Greyhound Lines Inc. will stop bus service to many small towns between Chicago and Seattle to cut costs and focus on its most profitable routes.
The company announced Friday it would close 260 stops, leaving 99 in its 13-state northern region effective Aug. 18.
Greyhound will make similar changes in other regions over the next two to three years, said chief executive Stephen E. Gorman.
Gorman said Greyhound would also shift some service from long trips to routes of 450 miles or less, which account for about three-fourths of its customers. He said customers would see more frequent service on peak daytime and weekend times on those shorter routes.
The changes will result in about 150 layoffs and the elimination of about 100 buses from the company’s fleet, Gorman said. He declined to say how much the company expected to save.
The cutbacks will affect service in Washington, Oregon, Idaho, Montana, Wyoming, Utah, Colorado, North Dakota, South Dakota, Nebraska, Minnesota, Iowa and Wisconsin. Isolated routes in a few other states also will be affected, Greyhound said.
The changes were in the works for nearly a year.
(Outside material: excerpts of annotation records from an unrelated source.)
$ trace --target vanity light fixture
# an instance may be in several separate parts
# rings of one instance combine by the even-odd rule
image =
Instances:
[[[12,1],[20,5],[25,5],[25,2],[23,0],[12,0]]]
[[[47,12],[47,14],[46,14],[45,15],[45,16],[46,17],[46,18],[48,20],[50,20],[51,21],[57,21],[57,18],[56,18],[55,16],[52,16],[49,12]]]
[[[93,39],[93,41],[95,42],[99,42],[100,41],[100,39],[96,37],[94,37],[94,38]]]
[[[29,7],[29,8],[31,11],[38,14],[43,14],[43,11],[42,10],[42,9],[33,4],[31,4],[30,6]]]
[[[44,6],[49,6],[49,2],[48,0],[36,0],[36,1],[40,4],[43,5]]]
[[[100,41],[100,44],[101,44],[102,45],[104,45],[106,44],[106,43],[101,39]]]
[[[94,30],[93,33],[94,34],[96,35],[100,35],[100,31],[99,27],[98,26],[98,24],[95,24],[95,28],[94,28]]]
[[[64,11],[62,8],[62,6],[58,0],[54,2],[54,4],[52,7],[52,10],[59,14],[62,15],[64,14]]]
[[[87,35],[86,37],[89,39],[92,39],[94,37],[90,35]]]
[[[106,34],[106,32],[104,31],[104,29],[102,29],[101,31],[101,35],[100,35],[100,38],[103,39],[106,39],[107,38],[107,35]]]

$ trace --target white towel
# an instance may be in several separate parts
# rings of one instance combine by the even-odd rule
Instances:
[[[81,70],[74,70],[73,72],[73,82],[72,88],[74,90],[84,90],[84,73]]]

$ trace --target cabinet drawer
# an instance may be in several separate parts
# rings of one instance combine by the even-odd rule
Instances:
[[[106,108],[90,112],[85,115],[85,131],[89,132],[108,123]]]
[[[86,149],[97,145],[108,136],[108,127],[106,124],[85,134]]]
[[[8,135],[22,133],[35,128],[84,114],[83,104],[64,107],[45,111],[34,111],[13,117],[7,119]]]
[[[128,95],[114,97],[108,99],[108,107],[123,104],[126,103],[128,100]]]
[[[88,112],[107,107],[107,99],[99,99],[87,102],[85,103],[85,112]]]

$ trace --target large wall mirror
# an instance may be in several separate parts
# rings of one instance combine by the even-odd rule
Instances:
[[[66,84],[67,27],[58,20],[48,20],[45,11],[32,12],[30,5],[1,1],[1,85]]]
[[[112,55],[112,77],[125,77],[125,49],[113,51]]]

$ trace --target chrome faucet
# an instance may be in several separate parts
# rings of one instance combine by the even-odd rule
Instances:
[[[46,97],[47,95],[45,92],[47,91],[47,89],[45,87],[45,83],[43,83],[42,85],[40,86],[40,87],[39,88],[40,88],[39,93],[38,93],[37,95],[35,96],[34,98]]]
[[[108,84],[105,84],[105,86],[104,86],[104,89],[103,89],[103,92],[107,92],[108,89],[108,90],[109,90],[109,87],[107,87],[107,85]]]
Greyhound tried to stabilize its business by increasing prices on longer trips, canceling an order for 200 buses, and cutting about 20 percent of its management and supervisory employees.
“Starting in the summer of 2001, Greyhound started seeing a decline, particularly in the long haul,” Gorman said. “That decline accelerated after Sept. 11 (2001), and we needed to cut overhead.”
The downturn in travel coincided with a dramatic increase in insurance and security costs for airlines, train and bus lines, adding to Greyhound’s troubles.
Dallas-based Greyhound is a subsidiary of Laidlaw International Inc. of Naperville, Ill.